Zaqueu teve de descer da arvore.

E lá farei você ouvir a minha palavra só quando você desce você consegue ouvir ao Senhor.

4– Deixa deus trabalhar na sua vida. V.3

Mexer com o barro suja as mãos, tem muitos que não querem se sujar.

Se as coisas parecem ter se estagnado, se pararam de repente, não se desespere. Talvez Deus esteja fazendo alguns ajustes em você para fazê-lo assumir um lugar mais importante, e para isso Ele precisa de um tempo. Deixe Deus trabalhar em você.

5– Tenha paciência. V.4

O vaso quebrou e Ele vez um novo.

As vezes o vaso só trinca e nós jogamos fora.

E muita das vezes só cuidamos do vaso porque ele é de ouro porque se fosse de barro já teríamos jogado fora a muito tempo.

Isto precisa ser bem assimilado.
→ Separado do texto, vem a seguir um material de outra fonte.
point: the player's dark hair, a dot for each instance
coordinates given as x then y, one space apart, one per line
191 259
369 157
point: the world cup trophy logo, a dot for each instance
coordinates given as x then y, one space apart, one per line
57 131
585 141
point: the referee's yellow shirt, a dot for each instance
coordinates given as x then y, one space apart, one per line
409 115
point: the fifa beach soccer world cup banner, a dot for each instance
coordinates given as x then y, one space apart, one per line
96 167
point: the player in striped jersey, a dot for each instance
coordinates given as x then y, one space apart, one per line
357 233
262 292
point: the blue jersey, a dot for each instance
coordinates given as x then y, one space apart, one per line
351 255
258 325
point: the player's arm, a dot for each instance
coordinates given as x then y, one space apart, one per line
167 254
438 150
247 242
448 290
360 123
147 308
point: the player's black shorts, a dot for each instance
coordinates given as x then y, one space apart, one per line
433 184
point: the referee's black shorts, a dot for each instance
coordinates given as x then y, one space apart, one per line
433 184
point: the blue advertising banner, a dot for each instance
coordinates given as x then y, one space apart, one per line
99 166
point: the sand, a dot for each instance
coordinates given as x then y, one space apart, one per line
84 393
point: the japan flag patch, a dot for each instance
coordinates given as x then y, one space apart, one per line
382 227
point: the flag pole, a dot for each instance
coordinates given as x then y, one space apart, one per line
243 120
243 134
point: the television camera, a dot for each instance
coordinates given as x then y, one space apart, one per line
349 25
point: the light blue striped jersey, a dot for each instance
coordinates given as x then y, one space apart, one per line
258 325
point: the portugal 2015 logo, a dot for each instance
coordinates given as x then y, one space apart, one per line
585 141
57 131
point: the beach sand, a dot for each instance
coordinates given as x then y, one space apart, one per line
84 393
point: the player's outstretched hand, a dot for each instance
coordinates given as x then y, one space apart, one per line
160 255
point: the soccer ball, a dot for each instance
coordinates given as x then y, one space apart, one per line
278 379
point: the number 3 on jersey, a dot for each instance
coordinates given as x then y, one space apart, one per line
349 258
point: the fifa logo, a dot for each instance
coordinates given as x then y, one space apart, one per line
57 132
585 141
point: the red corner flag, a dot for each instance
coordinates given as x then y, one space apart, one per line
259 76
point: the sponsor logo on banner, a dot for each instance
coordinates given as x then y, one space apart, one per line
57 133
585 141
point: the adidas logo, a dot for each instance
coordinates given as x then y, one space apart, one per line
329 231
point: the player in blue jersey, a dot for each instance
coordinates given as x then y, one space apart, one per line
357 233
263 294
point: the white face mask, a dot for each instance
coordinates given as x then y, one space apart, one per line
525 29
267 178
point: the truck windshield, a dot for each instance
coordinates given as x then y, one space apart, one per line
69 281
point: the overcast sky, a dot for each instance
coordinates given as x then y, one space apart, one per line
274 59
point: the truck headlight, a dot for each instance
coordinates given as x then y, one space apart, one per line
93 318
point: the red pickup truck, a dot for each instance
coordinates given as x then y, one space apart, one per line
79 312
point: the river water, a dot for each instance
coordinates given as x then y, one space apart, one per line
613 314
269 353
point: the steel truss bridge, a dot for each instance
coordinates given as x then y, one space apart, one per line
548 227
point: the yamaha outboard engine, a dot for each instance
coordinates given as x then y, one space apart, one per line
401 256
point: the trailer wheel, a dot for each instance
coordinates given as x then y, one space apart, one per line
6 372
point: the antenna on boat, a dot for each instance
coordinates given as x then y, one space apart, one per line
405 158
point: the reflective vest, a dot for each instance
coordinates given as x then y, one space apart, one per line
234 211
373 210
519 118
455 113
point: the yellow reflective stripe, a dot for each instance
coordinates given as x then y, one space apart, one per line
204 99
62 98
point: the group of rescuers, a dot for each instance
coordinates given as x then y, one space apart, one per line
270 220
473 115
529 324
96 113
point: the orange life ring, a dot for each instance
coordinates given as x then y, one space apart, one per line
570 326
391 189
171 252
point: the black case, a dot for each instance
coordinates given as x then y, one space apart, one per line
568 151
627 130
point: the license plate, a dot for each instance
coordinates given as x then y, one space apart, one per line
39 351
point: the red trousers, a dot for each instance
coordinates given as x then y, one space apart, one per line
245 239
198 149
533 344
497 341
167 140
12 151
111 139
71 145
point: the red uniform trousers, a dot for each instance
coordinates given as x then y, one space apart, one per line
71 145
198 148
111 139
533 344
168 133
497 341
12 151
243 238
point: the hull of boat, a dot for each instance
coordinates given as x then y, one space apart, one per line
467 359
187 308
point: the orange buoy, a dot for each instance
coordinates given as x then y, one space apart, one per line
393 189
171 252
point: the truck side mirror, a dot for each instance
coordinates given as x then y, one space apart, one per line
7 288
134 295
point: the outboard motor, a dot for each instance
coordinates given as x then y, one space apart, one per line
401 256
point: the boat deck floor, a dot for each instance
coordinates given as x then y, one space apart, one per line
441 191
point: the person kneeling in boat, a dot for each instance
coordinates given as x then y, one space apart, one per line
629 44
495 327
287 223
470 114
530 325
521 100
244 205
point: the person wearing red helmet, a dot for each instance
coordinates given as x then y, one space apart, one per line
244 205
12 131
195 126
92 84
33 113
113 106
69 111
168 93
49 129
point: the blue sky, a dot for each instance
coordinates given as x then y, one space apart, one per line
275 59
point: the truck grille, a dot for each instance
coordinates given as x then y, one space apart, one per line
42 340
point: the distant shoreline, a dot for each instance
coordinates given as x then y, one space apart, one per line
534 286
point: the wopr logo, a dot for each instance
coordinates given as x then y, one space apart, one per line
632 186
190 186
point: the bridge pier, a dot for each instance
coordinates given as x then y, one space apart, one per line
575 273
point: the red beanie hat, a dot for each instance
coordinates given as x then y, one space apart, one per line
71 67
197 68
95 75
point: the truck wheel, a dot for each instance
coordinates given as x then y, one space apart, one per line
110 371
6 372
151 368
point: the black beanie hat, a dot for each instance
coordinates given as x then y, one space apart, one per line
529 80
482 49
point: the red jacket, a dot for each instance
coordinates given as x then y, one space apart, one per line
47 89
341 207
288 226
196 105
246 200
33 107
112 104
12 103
Quando nos estra- gamos nas mãos de Deus ele faz um outro vaso, um vaso novo segundo bem lhe parece. Não seremos mais os mesmos. Temos que esquecer o passado e partir para o futuro confiantes na misericórdia do Senhor que é grande.

Enquanto isso, descanse sua mente e alma. Poupe o Oleiro de atrasos desnecessários, de mais tempo amassando o barro antes de tê-lo pronto para uma nova fôrma. O resultado final, você se surpreenderá, compensará todo o trabalho, todo o sofrimento, todas as lágrimas. Tudo. Você verá. Creia. Você verá.

Diga quem você é de verdade...

6- O oleiro quer sinceridade. V.6

Eu queria saber se você compra vaso sabendo que ele tem cera e vai mais cedo ou mais tarde vai vazar. Eu creio que não mais Deus é aquele que compra o trincado o encerado para fazer dele um vaso novo.

O Senhor é o único que consegue mesmo você passando pelo fogo do forno o fogo do mundo que de deixa cheio de rachaduras o Senhor olha para você e de compra pelo maior preço.

Conclusão: Nesta noite o Senhor te chama o vaso para ministrar na sua vida.